P834: Student performance in organic chemistry problems with different cognitive requirements
: Nathan Barrows, Grand Valley State University, USA
Co-Author: Ian R. Gould and Ara Austin, Arizona State University, USA
Time: 3:05 PM – 3:25 PM
Room: MAK BLL 126
Related Symposium: S53
Most studies of cognitive ability in organic chemistry have focused on particular problem types (e.g. synthesis, stereochemistry). However, we are interested in the way that students perform across problem types that require very different cognitive strategies to solve. For example, whereas solving nomenclature problems requires the application of memorized rules, complex mechanism or multistep synthesis problems require students to apply their content knowledge in potentially unfamiliar contexts. In this presentation, we will describe our analytical methods (e.g. factor analysis, multiple linear regression) and report the findings of a multiple-year study that examined the correlations between performance on specific problem types with overall performance in the organic chemistry course. Although some problem types are much better predictors of overall performance than others, the findings indicate that the abilities of the top students are far more heterogeneous than initially believed. Specific results will be discussed in relation to other major determinants of success, specifically, student motivation and cultural capital.

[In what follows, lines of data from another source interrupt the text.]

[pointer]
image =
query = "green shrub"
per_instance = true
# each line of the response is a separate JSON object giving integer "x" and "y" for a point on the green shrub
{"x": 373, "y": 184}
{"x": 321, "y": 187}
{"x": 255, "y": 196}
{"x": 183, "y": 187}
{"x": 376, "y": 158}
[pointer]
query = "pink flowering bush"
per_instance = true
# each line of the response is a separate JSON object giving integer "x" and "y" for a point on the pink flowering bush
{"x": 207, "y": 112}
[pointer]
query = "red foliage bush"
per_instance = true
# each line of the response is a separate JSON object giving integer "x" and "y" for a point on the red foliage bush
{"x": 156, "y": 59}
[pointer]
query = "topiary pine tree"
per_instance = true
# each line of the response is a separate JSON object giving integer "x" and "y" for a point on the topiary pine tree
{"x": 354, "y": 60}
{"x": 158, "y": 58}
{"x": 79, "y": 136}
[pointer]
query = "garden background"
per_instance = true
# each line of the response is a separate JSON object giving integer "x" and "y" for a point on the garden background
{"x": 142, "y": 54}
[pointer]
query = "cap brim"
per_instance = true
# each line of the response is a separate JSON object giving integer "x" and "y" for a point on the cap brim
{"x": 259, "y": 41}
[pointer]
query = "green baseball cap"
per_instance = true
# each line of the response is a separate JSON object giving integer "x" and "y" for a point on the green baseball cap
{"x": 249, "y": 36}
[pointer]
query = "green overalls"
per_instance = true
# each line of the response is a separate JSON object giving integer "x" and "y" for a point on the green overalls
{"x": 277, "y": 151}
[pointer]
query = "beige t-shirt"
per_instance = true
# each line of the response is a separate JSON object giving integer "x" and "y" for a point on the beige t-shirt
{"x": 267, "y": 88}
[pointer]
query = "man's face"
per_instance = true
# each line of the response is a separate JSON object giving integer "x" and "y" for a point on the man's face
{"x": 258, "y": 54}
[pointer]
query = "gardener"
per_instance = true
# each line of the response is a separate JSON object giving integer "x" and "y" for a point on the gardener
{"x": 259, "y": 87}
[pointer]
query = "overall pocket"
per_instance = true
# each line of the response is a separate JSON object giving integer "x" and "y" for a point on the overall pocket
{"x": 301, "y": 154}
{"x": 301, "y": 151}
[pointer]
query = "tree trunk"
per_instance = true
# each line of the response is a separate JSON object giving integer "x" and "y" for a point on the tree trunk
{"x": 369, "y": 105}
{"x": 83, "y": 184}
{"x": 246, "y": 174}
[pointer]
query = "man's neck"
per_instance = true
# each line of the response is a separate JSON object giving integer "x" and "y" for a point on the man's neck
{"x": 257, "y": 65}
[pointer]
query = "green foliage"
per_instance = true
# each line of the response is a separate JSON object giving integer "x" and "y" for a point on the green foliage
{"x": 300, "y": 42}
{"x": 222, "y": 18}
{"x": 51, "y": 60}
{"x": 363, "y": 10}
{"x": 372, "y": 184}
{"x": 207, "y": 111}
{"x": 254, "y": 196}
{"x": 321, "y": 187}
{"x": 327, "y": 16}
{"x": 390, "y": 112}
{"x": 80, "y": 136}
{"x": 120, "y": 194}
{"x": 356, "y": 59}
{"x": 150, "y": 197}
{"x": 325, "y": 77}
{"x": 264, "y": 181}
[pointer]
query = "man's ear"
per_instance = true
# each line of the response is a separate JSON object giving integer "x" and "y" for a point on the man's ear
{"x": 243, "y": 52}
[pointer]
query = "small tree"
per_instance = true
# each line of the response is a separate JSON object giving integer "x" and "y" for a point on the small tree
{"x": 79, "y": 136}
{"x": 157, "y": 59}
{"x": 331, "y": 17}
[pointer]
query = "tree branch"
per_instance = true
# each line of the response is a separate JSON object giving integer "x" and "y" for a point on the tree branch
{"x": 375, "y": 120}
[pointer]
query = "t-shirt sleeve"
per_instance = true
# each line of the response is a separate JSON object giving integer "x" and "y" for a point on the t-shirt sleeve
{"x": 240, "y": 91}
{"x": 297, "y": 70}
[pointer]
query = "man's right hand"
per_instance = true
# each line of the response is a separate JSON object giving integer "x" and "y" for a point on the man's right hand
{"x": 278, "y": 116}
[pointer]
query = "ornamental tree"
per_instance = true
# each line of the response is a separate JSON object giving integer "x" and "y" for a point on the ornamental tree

P704: Online delivery of concept-rich OB labs
: Mary Karpen, Grand Valley State University, USA
Co-Author: Nathan Barrows and Harvey Nikkel, Grand Valley State University, USA
Time: 11:10 AM – 11:30 AM
Room: LOH 164
Related Symposium: S41
Teaching both organic and biochemistry in one semester is challenging, and students need ample opportunities to engage with the material for deeper learning to take place. We have developed and implemented several concept-rich laboratories for a one semester organic and biochemistry course at Grand Valley State University. Our laboratories are designed to reinforce concepts learned in lecture. In addition, we coded several of these labs into WebAssign, an online homework system. The laboratory manual is part of this system, with students inputting data and drawing conclusions via the online interface. Feedback for conceptual questions and data representations (approximate values, units, significant figures) is given immediately. We find the online, instant feedback prompts students to ask questions of the instructor and clear up misconceptions during the laboratory. In this presentation, we will describe our labs, demonstrate the online system, and present results from both student and instructor feedback.